Mas isto não era tudo. Já uns meses antes se tinha apercebido de que José continuava a falar com a mãe às escondidas todas as semanas, apesar de ela, Maria, o ter proibido de o fazer mais de uma vez por mês, uma medida que considerara necessária à redução do controlo obsessivo que a velha senhora insistia em tentar exercer sobre o filho, desviando-lhe a atenção dos seus deveres conjugais. Maria decidiu não agir na altura, remetendo uma tomada de posição drástica e conclusiva para uma ocasião mais apropriada que, perante os acontecimentos acima descritos, não chegou a ter lugar.
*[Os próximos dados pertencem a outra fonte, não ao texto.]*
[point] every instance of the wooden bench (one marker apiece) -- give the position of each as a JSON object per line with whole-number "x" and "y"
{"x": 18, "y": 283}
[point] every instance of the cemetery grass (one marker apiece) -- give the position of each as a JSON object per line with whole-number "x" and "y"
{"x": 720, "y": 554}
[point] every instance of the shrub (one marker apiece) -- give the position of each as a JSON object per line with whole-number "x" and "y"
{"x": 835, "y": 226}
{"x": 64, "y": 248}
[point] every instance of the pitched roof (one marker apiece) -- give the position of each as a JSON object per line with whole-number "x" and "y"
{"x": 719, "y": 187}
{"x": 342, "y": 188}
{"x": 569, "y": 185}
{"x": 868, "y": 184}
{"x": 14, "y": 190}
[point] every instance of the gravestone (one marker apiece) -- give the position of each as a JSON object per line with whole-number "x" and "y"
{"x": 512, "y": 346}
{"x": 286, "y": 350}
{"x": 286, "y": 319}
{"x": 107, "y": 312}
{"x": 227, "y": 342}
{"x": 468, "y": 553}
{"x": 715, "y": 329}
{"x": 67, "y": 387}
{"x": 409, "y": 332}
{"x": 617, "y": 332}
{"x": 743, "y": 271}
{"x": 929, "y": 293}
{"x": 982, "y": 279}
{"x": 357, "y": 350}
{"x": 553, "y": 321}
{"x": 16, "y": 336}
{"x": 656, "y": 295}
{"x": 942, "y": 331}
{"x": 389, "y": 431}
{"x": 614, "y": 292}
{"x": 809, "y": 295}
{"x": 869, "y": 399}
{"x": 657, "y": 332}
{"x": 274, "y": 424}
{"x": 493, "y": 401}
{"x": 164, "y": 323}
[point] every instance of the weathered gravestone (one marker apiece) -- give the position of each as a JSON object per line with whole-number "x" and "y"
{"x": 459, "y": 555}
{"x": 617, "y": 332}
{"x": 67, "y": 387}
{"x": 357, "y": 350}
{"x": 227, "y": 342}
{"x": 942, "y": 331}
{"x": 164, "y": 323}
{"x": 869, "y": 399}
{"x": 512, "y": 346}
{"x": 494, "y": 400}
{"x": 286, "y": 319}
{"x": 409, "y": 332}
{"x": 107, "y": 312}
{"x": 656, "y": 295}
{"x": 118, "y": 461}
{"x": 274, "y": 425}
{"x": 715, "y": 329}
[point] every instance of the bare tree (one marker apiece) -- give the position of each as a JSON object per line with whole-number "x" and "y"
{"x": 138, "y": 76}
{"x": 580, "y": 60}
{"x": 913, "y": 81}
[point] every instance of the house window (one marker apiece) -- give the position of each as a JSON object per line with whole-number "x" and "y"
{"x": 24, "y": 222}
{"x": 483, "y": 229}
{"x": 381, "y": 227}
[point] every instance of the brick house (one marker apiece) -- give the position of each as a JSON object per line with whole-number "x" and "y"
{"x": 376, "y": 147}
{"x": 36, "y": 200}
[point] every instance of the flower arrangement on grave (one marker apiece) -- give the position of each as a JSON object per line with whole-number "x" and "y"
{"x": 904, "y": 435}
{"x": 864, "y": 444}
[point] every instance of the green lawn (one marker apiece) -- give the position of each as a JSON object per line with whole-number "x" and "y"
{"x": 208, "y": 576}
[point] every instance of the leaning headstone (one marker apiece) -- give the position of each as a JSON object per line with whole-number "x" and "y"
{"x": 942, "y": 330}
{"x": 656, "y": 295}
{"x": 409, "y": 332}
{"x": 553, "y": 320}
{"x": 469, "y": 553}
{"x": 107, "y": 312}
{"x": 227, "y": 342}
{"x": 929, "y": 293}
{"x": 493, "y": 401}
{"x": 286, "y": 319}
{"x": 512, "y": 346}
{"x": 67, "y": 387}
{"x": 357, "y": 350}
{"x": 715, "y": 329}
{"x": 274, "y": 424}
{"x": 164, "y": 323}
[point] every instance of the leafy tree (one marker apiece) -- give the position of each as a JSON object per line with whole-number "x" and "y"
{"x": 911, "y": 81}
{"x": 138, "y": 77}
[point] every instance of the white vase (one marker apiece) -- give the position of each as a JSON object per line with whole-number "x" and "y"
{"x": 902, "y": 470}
Da parte de José, nada sei de concreto. Ao que parece, ter-se-á despedido da empresa e dedica-se agora a percorrer resorts no Mediterrâneo, segundo a torrente de fotografias que publica nas redes sociais. Não sabemos se sozinho ou com nova companhia, uma vez que a amante conhecida por cá continua, sem mostrar sinais de constrangimento, apresentando-se com a assiduidade laboral que sempre a caracterizou e ostentando um carro novo que ninguém percebe como poderá pagar com o salário de fome que recebe, ainda mais com dois filhos pequenos. Tentei falar com José várias vezes, como sei que vários de vós fizestes, mas nunca me atendeu e, pelo que pude apurar, ninguém conhece a sua versão dos acontecimentos. Poderemos considerar esta opção pelo silêncio uma assunção de culpabilidade, mais uma prova de uma fraqueza moral que não lhe conhecíamos? É uma interpretação possível, mas a literatura sobre o tema levanta várias possibilidades, introduz elementos de complexidade na avaliação daquilo que, à primeira vista, parece mais um caso clássico de pusilanimidade e recusa de responsabilidades tão tipicamente masculinas. É uma questão complexa, cuja abordagem em muito excederia o tempo de que disponho para esta intervenção e que, proponho, poderemos debater no período de discussão que se seguirá à apresentação de todas as comunicações.